August 5, 2015

Zucchini cream soup with thyme

This is a simple soup recipe, which is easy to prepare and is ready in 30 minutes, so you don’t have to cook for hours in the hot kitchen. If in this hot summer do you need something to cool you, try this tasty zucchini soup recipe as cold as ice.

All you need for this green soup are: zucchini, red onion, garlic, thyme, cream and olive oil. It’s zucchini season, so you can get fresh tender zucchini, which doesn’t need peeling. Cook the chopped vegetables with cream and water, then in a food processor process the soup until is smooth and creamy.

Serve the soup with toast cubes and/or cheese, but it really good with fresh pepper cubes or by itself. In this recipe, I didn’t use flour, so this zucchini cream soup fits in gluten-free diets.
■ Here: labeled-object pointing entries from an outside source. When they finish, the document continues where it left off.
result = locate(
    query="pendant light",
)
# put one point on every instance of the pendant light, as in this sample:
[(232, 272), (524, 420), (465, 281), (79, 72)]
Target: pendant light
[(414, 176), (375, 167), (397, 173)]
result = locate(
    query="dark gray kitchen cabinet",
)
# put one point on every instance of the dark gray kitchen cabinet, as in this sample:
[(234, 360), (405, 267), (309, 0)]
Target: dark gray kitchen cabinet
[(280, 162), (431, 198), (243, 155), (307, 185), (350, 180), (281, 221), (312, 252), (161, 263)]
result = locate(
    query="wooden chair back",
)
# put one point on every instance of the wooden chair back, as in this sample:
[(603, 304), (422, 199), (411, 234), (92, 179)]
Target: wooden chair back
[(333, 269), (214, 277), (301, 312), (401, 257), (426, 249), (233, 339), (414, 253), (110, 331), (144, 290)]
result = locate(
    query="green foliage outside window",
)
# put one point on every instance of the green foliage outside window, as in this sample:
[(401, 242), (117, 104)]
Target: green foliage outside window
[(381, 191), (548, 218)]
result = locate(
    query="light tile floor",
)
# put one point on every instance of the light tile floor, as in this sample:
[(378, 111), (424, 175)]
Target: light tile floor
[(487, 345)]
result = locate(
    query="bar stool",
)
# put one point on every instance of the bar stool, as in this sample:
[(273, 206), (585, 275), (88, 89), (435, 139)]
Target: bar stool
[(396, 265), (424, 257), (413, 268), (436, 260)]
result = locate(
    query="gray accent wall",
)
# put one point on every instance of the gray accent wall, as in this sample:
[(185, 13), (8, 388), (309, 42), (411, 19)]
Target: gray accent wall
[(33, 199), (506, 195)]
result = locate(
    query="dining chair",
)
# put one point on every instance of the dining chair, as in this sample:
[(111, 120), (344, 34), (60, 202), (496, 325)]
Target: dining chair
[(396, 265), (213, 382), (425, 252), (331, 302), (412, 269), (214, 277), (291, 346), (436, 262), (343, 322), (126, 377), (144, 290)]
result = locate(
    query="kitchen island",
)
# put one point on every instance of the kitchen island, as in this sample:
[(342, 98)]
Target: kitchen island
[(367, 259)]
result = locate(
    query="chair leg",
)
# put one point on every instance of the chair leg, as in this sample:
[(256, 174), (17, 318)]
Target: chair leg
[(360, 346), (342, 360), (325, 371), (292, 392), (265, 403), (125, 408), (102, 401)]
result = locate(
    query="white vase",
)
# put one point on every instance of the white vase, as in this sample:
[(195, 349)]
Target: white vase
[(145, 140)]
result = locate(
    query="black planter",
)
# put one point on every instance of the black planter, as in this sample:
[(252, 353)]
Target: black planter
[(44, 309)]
Try this easy and tasty summer recipe of zucchini cream soup with thyme if you want to eat something fresh and light.


Level: easy
Cost: low
Calories: average
Diet: vegetarian, gluten-free, sugar-free

Zucchini cream soup with thyme
Prep time: 
Cook time: 
Total time: 
Serves: 4
  • 3-4 medium zucchinis
  • 300 ml cream
  • 1 large red onion
  • 6 clove of garlic
  • 4 teaspoons freshly chopped thyme
  • 5 tablespoons olive oil
  • water to cover the vegetables
  • salt
  • pepper
Let's get started!
  1. Chop the red onion and garlic, simmer it in the hot oil, then add the zucchini cubes. If your zucchini is fresh, you don't have to peel it, just cut into little cubes. Simmer the vegetables for 4-5 minutes.
  2. Season the vegetables with salt and pepper, and add the freshly chopped thyme. Stir them well and pour continuously the cream.
  3. Pour approximately 0.8 -1 l water to cover the vegetables and cook them over medium heat for 20 minutes.
  4. When the zucchini is softened, remove the soup from the oven and pour it in a food processor, process the soup until is smooth.
  5. Serve the creamy soup with toast cubes and cheese.